Kevin Gorman: Steelers’ Ben Roethlisberger, Antonio Brown must be exceptional
The Pittsburgh Steelers should thank their lucky stars, to borrow a favorite phrase of the week, that Ben Roethlisberger never worried that Antonio Brown’s “trade me” tweet was a real threat.
A team that’s 0-1-1, to borrow their least favorite phrase, can’t afford to have its superstar quarterback and superstar wide receiver in a spat when its superstar running back is creating a splash.
The Steelers’ soap opera took an unexpected plot twist: Big Ben had AB’s back, twice calling him “the best in the world” and offering public support for his favorite target amid controversy.
“We’re all frustrated because we’re not winning right now,” Roethlisberger said. “He’s not the only guy who gets frustrated during the game. We all get frustrated. When you’re the best in the world you might get a little more frustrated than others but AB is a very passionate football player. We all know that, the fans know that. It’s what makes him special, is his passion for this game and the passion to be great.
“We’re not going to want to take that away from him.”
Roethlisberger’s support came after a former Steelers public relations assistant tweeted that “Ben got AB paid” and “you know darn well he wouldn’t put up those numbers for other teams,” to which Brown replied “Trade me lets find out.” If that was an idle threat, Brown only fanned the flames by missing team meetings on Monday. His absence allowed trade talk to linger until his agent, Drew Rosenhaus, was forced to dismiss it.
Good thing Roethlisberger cleared the air by talking directly to Brown.
“If I spoke to him and personally he reiterated those things to me or if I felt they were personally coming from him and not just a reaction to someone else, maybe I’d have a little more worry,” Roethlisberger said, “but, as of now, I don’t feel that, any worry.”
That was the first step in a positive direction for the Steelers, hopefully a sign that their social-media sideshow is about to stop. Steelers coach Mike Tomlin announced in the afternoon that Brown had been disciplined for missing meetings on Monday, albeit without announcing the actual punishment.
If the Steelers are to save a season that’s off to an ignominious start, it will require Roethlisberger’s leadership. Not only is he a team captain but the 15-year veteran is the Steelers’ lone holdover from their Super Bowl XL champions.
“I think it’s important,” Roethlisberger said. “I just keep trying to lead by example: Do my job, show up to work and playing my butt off.”
But if Brown learned that there are different sets of rules for different players — some might call that exceptionalism — from anyone on the Steelers, it was from Roethlisberger.
The Rooneys stood by Big Ben during the days of his boorish behavior, knowing how difficult it is to find a franchise quarterback.

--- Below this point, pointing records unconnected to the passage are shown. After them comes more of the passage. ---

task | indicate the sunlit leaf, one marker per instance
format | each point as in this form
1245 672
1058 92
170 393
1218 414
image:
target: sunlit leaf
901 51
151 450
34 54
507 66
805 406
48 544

He rewarded their support by becoming the most prolific passer in franchise history. So, it should come as no surprise that they will do the same with Brown, on his way to becoming its most prolific receiver.
Never has there been a better pass-catch combination in club history. If the Steelers had beaten the Browns and Chiefs, we would be talking this week about how Big Ben and AB moved into fourth place in NFL history with 712 completions.

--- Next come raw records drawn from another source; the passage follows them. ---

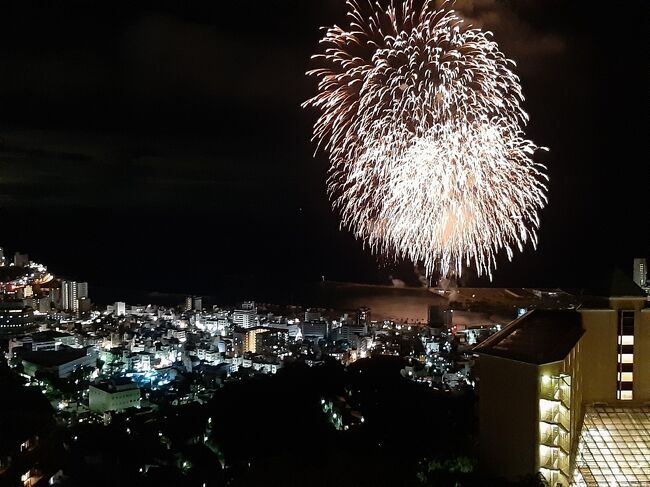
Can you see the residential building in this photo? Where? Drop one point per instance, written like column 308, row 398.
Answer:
column 548, row 373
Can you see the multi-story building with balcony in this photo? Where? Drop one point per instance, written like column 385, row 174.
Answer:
column 548, row 373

Instead, a Twitter tiff caused tidal waves.
If Brown is unhappy about his production —— despite 33 targets and 18 receptions for 160 yards and a touchdown — he should express his frustration directly with his quarterback instead of screaming at assistant coaches on the sideline.
If Brown is having trouble handling the pressures of superstardom, Roethlisberger should serve as a sounding board. Big Ben has learned how to handle dealing with the media, win or lose, and stays off social media.
Truth is, Big Ben and AB need each other.
The Steelers’ success is tied to their superstars, so they need them to be exceptional — with no exceptions.